In July of 1998, I was staying in Spray Beach with my wife, Laura, our daughters, Jessica, and Regina, along with my brother-in-law, Richard, sister in-law, Julie, and their two sons, Nick, and Max. The house we rented for that particular week has an interesting history. Located in Spray Beach, the house was built in 1893 for Philadelphia lawyer, John Luther Long, who, in the summer of 1898, penned the short story, Madame Butterfly, while sitting on the front porch. It was this story, inspired by Long’s sister, Jennie Correll, who had spent some time in Japan as a missionary, which formed the basis of the famous opera, Madama Butterfly, by Giacomo Puccini. We were honored to share the house with the spirits we imagined roamed its hallways.
Like many older homes on LBI the rooms were rather small, but it had tons of class. Because the house is registered as a historic home the owners are obligated to keep its unique character and design intact to maintain its historical significance. There is a one room, detached cottage at the back of the house which we also occupied. We could not have been more pleased.
But the charm of the house was not the only magic on our vacation. After all, we were on LBI. The sunshine, the beach, the rhythmic percussion of the Atlantic; all contributed to the magic we always experienced on this enchanted island.

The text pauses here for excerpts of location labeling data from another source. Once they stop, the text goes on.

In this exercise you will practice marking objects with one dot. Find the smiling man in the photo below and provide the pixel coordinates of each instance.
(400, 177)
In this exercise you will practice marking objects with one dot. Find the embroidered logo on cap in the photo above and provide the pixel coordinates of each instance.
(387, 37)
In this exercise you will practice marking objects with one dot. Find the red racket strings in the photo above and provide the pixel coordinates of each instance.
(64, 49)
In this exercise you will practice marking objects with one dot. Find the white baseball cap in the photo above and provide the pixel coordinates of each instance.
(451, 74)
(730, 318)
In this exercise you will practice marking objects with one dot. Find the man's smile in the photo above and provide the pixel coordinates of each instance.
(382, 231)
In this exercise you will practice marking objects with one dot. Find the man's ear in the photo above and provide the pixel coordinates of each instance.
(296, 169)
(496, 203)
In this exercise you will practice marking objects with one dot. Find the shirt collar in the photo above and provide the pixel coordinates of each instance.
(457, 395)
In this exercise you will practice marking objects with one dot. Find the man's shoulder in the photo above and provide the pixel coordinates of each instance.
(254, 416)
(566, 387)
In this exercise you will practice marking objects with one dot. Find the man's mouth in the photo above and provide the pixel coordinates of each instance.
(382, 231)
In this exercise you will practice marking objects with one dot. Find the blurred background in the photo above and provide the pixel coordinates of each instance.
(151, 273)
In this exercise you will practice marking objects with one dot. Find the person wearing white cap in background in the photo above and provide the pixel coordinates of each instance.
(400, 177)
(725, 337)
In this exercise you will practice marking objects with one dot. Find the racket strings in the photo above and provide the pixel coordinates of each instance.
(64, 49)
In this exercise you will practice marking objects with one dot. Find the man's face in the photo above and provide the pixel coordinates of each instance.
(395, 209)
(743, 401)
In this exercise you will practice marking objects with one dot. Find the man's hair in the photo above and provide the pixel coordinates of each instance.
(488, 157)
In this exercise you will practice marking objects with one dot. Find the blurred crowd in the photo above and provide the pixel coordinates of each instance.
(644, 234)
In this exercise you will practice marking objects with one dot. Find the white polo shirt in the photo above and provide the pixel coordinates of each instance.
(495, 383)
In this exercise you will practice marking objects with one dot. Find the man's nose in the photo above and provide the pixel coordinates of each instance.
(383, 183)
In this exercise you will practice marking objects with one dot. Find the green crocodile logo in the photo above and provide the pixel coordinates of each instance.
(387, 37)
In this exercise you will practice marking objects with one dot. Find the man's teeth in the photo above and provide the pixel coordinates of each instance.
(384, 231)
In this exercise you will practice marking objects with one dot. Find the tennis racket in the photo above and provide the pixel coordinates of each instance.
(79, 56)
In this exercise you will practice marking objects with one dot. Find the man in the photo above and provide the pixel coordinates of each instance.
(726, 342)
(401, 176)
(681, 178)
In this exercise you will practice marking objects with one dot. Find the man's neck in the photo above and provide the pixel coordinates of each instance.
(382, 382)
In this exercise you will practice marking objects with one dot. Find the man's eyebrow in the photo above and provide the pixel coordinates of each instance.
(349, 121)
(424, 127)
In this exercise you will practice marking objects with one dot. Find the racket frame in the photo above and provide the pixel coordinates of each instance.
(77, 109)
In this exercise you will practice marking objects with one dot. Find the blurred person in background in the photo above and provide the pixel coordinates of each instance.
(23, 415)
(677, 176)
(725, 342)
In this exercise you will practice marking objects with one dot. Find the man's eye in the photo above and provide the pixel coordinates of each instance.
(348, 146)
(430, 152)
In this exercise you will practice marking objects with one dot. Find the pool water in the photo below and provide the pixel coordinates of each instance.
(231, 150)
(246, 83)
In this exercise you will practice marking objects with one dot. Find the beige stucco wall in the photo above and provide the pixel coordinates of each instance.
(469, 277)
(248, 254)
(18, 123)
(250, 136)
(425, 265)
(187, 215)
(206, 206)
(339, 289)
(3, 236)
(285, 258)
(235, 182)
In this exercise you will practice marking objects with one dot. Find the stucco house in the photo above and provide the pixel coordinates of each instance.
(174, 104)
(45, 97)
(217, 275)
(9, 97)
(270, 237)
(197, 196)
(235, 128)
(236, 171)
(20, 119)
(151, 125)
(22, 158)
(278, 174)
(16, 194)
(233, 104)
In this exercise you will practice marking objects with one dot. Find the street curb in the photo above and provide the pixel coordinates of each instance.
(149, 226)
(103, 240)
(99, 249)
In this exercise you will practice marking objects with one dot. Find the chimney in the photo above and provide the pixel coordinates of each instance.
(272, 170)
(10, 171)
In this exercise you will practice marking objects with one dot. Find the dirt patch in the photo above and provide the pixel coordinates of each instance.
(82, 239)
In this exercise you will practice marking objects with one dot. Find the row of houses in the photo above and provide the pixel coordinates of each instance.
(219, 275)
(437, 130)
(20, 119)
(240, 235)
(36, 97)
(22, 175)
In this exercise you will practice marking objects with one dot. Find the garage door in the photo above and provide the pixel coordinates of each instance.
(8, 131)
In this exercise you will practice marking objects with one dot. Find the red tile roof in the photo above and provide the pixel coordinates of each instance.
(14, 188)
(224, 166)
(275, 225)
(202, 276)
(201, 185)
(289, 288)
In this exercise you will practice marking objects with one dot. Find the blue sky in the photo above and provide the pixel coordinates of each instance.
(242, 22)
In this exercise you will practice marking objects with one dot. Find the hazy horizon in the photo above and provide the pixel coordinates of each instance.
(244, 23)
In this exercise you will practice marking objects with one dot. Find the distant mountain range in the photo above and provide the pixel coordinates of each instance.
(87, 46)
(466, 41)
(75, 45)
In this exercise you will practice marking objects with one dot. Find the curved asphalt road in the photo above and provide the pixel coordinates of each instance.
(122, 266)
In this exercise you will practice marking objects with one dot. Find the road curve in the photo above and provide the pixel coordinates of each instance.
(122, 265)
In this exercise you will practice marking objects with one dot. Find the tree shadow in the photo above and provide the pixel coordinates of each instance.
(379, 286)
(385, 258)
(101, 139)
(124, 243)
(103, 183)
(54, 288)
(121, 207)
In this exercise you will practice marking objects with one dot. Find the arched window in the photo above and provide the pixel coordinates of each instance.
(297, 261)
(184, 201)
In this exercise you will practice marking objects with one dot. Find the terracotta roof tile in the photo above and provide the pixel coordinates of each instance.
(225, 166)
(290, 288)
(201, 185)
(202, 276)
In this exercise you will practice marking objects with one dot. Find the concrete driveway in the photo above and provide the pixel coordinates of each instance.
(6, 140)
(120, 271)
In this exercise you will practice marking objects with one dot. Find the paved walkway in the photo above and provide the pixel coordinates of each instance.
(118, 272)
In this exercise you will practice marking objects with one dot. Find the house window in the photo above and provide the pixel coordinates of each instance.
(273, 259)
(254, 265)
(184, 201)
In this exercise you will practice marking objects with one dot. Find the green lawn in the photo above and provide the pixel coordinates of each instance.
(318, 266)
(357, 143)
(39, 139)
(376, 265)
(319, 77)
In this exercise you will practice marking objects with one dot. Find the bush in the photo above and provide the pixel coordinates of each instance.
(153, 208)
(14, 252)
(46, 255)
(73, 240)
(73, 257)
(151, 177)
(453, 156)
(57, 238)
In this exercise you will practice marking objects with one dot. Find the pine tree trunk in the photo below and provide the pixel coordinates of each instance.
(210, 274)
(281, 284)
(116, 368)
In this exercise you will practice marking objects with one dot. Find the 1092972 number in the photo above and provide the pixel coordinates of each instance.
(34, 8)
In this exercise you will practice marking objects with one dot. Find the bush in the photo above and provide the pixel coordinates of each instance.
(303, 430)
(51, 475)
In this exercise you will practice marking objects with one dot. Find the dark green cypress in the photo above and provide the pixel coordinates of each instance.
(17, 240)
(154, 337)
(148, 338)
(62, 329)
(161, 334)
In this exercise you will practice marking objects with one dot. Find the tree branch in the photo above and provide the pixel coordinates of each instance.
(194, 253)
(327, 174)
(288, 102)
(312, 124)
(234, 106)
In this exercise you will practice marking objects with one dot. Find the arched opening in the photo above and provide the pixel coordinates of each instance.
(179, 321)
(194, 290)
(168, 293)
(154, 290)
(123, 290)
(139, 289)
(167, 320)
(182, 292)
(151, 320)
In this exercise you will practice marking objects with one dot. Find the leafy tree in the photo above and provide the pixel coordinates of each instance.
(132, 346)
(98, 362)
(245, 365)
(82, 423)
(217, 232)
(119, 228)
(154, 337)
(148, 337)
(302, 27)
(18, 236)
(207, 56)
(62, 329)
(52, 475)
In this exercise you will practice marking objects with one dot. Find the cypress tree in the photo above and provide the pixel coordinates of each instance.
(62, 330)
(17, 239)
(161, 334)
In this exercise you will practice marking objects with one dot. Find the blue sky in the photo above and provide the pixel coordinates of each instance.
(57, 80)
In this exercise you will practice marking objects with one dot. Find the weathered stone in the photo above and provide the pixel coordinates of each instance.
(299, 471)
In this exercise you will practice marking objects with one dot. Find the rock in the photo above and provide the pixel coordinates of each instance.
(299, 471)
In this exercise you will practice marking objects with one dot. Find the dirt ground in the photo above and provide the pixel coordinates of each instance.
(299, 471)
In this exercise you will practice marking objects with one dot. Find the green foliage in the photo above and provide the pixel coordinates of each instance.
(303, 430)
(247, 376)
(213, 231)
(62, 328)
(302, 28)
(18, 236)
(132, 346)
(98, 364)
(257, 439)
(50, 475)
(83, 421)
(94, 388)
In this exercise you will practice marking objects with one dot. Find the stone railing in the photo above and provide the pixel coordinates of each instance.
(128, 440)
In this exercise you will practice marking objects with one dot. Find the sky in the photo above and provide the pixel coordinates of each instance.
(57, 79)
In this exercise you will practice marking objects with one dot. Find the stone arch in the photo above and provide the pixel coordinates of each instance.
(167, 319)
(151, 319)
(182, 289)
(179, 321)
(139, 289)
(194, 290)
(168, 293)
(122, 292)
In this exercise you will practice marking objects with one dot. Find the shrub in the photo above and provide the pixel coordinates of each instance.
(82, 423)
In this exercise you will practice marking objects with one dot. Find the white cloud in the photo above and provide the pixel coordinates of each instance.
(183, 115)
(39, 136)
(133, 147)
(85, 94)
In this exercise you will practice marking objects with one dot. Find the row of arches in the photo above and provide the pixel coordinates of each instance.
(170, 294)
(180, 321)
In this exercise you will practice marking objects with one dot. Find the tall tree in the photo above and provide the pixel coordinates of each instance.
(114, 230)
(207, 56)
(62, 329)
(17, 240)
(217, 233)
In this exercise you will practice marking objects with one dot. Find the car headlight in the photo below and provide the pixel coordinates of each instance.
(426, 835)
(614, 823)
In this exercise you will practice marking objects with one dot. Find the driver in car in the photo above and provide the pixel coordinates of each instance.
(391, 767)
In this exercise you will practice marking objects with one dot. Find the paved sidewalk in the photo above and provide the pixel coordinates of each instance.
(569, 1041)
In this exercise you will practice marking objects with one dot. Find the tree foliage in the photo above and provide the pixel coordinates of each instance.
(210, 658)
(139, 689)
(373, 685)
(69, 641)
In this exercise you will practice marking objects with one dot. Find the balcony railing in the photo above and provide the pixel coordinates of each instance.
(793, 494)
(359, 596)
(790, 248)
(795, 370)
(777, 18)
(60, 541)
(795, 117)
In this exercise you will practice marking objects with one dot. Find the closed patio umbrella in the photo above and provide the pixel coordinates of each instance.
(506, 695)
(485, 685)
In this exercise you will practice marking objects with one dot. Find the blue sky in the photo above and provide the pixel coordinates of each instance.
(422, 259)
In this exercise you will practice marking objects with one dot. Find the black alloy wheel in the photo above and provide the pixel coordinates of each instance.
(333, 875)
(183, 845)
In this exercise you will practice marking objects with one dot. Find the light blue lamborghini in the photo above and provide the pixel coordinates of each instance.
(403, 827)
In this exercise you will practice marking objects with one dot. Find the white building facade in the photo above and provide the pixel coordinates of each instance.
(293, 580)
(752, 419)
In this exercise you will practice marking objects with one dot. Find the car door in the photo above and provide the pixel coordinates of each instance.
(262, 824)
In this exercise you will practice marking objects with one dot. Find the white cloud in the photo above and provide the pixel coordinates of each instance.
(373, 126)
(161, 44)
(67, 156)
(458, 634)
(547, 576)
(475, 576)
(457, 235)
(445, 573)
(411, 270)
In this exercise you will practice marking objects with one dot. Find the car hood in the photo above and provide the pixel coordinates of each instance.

One evening, after a wonderful family dinner, Richard, the kids, and I took a walk to the beach. I brought my guitar along. We found a spot to sit at the base of a sand dune and watched the sun go down. As the stars slowly came out, I played, and we all sang. Dune grasses rustled in the breeze and the sound of the surf added the perfect background harmony. We did some Hank Williams songs, our version of “Goodnight, Irene,” and other blues and country favorites. The full moon shone like a spotlight on our sandy stage, and we sang until we ran out of songs that we could remember. On our way back to the house, Richard commented about what a good time he’d had. He’s not given to emotional expression so easily, and I couldn’t help but think that it was maybe the first time I could remember him displaying his pleasure in such a way. Magic!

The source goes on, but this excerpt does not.